If we try to write the data frame using the
write_dua_df()
function, we get an error.
## write data to disk with one last check
write_dua_df(df, 'cleaned_data.csv', output_type = 'csv')
-- duawranglr note -----------------------------------------------------------------------
Data set has not yet passed check. Run -check_dua_restrictions()- to check status.
Right, we haven’t removed all the restricted data elements. Following
the directions, we can check to see what still needs to be removed using
the check_dua_restrictions()
function.
## check
check_dua_restrictions(df)
-- duawranglr note -----------------------------------------------------------------------
The following variables are not allowed at the current data usage level restriction [
level_ii ] and MUST BE REMOVED before saving:
- sname
- dob
- tname
- zip
We’ve successfully removed sid
already (when we
deidentified the data frame), but still have to remove the student’s
last name, date of birth, teacher’s name, and zip code to meet level II
restrictions. Once we remove those columns, we can check again.
## remove restricted columns
df <- df %>% select(-c(sname, dob, tname, zip))
## check again
check_dua_restrictions(df)
-- duawranglr note -----------------------------------------------------------------------
Data set has passed check and may be saved.

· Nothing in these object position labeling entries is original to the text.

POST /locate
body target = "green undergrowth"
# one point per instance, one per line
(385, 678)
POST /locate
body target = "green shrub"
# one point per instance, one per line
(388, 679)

Success! And to be sure, here’s what our data frame looks like now:
df
# A tibble: 9 × 6
id gender raceeth tid mathscr readscr
<chr> <int> <int> <int> <int> <int>
1 db3681caa7e4789c9a99 0 2 1 515 496
2 8e13af4fbb998c26348f 0 1 1 488 489
3 2c7f2f98f9ee0e3b69ba 0 4 1 522 498
4 ed7041ab2076a84fe611 0 3 1 516 524
5 d4180e00af840a7a8e29 1 2 1 483 509
6 cba9141dfa3a83d465c9 1 1 2 503 523
7 6dbe2c75ec3916b867a5 1 1 2 539 509
8 32fef05d9ba9bf429782 0 2 2 499 490
9 4e03c9425a0fa55c66d6 1 3 2 499 493
Now that we’ve passed our check, we can write the level II secure
data frame to disk. Just like the set_dua_cw()
function,
which automates reading in many types of files,
write_dua_df()
will write many types of files. See
?write_dua_df
for options.
Particularly for the first few times you use this package, you may
need help remembering the steps. To help the process, the interactive
make_dua_template()
function will help you make a template
script that you can then modify to meet your data cleaning needs. When
called, the function will ask you a few yes or no questions and, based
on your answers, build a template script that pre-fills some function
arguments.
An example template script is printed below.
################################################################################
##
## [ Proj ] < general project name >
## [ File ] clean_data.R
## [ Auth ] < author name >
## [ Init ] 21 February 2025
##
################################################################################
## ---------------------------
## libraries
## ---------------------------
## NOTES: Include additional libraries using either -library()- or -require()-
## functions here.
## ---------------------------
## set DUA crosswalk
## ---------------------------
## NOTES: Choose the DUA agreement crosswalk file if you didn't when setting up
## the template. If the file is a delimited file that isn't a CSV or TSV, be
## sure to indicate the delimiter string with the -delimiter- argument.
## Similarly if the crosswalk is in an Excel file on any sheet beyond the
## first, set the -sheet- argument to the correct sheet.
set_dua(dua = '< dua crosswalk file name >')
## ---------------------------
## set DUA level
## ---------------------------
## NOTES: Choose the DUA agreement crosswalk level. If you indicated that the
## data should be deidentified, those options, including the ID column if
## choosen, are included below. If you did not indicate the name of the ID
## column to be deidentified, add its name after the -id_column- argument.
##
## If you did not indicate that the data should be deidentified, but they
## should be, see ?deid_dua().
set_dua_level(level = '< level name >')
## ---------------------------
## data cleaning
## ---------------------------
## NOTES: Use standard scripts to build and clean data set here.
## ---------------------------
## check DUA restrictions
## ---------------------------
## NOTES: If your data frame includes restricted data elements or should have
## been deidentified and has not been, -check_dua_restrictions()- will return
## an error and stop. Fix above and rerun or set -remove_protected- arguement
## to TRUE to automatically remove restricted columns.
check_dua_restrictions(df = '< data frame >')
## ---------------------------
## write cleaned file
## ---------------------------
## NOTES: Write cleaned file to disk. Select the file type (e.g., CSV, TSV,
## Stata, Rdata) and include additional arguments required by -haven- or base R
## writing functions.
write_dua_df(df = '< data frame >', output_type = '< output file type >'
## -----------------------------------------------------------------------------
## end script
################################################################################